Susana ben Susón, known as La Susona, is a figure in Sevillian legend, said to have lived during the early years of the Spanish Inquisition in the 15th century. The beautiful daughter of a wealthy converso—a New Christian of Jewish background—she is said to have betrayed a secret plan of conversos, led by her father, who intended to resist the Inquisition, to her Christian lover. The group was arrested and executed. Consumed by remorse, Susona reportedly entered a convent before leaving it to live the rest of her life in poverty and shame.

== Biography ==
Susana ben Susón was the daughter of Diego Susón, a wealthy man who belonged to the community of conversos—Jews who had converted to Christianity but were often suspected of secretly practicing Judaism.

In an attempt to secure their continued existence and regain their previous standing in Spanish life, around 1480, the Jews in Seville, Carmona, and Utrera plotted a conspiracy to destabilize the state and one of its leaders was the father of Susona. The conspirators met at the home of Diego Susón to plot the spread of their plans, including the release of prisoners to create disorder, benefit the Muslim powers, and carry out violent uprisings in major cities.

According to the legend, Susana fell in love with a Christian man named Guzmán, and when she learned of the plans, she revealed them to him. Her lover went to the chief assistant of the city of Seville, don Diego de Merlo, to inform him of what Susona had told him. Diego de Merlo investigated the allegations and arrested all participants. Her father and six others were sentenced to death and burned at the stake as apostates.

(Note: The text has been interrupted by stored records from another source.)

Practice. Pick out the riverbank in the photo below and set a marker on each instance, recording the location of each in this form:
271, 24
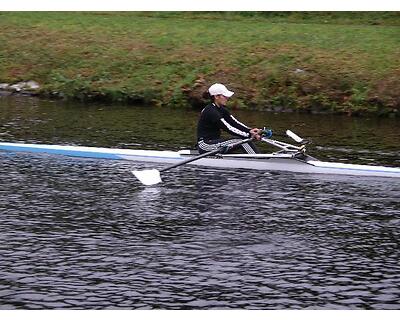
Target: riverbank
341, 63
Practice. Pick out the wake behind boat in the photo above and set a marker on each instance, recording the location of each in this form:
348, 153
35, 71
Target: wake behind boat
288, 158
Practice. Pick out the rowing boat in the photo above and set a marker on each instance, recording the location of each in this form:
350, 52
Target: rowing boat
288, 158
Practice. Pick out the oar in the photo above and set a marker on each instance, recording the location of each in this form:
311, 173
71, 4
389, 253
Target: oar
152, 176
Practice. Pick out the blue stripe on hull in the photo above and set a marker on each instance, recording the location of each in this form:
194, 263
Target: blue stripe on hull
72, 153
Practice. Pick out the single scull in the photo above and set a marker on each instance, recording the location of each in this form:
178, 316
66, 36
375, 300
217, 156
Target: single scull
288, 158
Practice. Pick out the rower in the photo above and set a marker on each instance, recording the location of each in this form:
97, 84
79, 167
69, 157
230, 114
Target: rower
215, 116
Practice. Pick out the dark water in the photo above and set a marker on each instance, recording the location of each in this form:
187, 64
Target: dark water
83, 234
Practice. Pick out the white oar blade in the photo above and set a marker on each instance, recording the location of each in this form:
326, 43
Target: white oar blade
294, 136
148, 177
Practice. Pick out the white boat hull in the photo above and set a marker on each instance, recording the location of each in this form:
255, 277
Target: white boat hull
265, 162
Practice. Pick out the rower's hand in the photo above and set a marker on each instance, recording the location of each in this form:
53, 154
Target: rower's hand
266, 133
256, 133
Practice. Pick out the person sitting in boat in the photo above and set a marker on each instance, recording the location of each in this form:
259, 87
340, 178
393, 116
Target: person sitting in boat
215, 117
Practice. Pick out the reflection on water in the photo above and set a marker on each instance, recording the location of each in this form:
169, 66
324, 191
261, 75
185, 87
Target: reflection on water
82, 233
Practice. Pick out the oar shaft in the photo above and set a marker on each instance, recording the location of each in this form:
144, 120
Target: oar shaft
203, 155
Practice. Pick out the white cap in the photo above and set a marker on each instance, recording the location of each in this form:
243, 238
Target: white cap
218, 88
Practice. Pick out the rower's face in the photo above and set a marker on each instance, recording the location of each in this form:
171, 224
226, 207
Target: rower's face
221, 99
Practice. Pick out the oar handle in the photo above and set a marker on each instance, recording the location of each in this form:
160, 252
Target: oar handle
203, 155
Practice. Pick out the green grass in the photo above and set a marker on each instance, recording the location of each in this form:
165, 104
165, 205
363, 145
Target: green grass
350, 59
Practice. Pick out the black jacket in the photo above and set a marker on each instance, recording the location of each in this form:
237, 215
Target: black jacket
214, 118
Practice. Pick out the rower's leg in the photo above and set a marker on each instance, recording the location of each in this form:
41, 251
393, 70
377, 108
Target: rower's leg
250, 148
210, 145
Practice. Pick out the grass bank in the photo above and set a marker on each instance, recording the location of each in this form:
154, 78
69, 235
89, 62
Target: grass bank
319, 62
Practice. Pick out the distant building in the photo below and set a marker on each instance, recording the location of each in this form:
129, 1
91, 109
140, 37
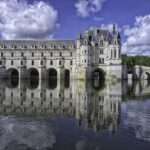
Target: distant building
96, 52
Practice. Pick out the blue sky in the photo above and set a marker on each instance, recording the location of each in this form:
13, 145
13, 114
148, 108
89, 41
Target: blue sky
65, 19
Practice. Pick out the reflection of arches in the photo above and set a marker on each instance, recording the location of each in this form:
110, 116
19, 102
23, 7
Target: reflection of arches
32, 84
98, 74
52, 73
52, 78
12, 73
33, 73
67, 78
12, 83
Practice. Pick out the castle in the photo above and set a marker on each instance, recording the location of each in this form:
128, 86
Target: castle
96, 52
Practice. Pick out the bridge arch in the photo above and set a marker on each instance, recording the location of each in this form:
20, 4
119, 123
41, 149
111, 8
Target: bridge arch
147, 76
33, 73
13, 73
13, 78
67, 78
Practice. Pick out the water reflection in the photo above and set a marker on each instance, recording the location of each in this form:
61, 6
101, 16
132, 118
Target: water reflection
45, 110
93, 108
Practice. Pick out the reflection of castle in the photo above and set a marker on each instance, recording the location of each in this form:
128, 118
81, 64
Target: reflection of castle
92, 108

Susona suffered great guilt for having betrayed her father and hid herself in a convent. Upon her death, she is said to have requested that her skull be displayed on the door of her house in the Barrio de Santa Cruz, to remind people of her betrayal. However, the head decomposed and was replaced by an oil lamp. Subsequently, the lamp was changed to a tile on which her skull is displayed.

La Bella Susona in a tile of a roundabout Maria Luisa Park of Seville, Spain. The tile is based on a painting by José García Ramos and is drawn by Enrique Orcel in the Factory of Manuel Ramos Rejano.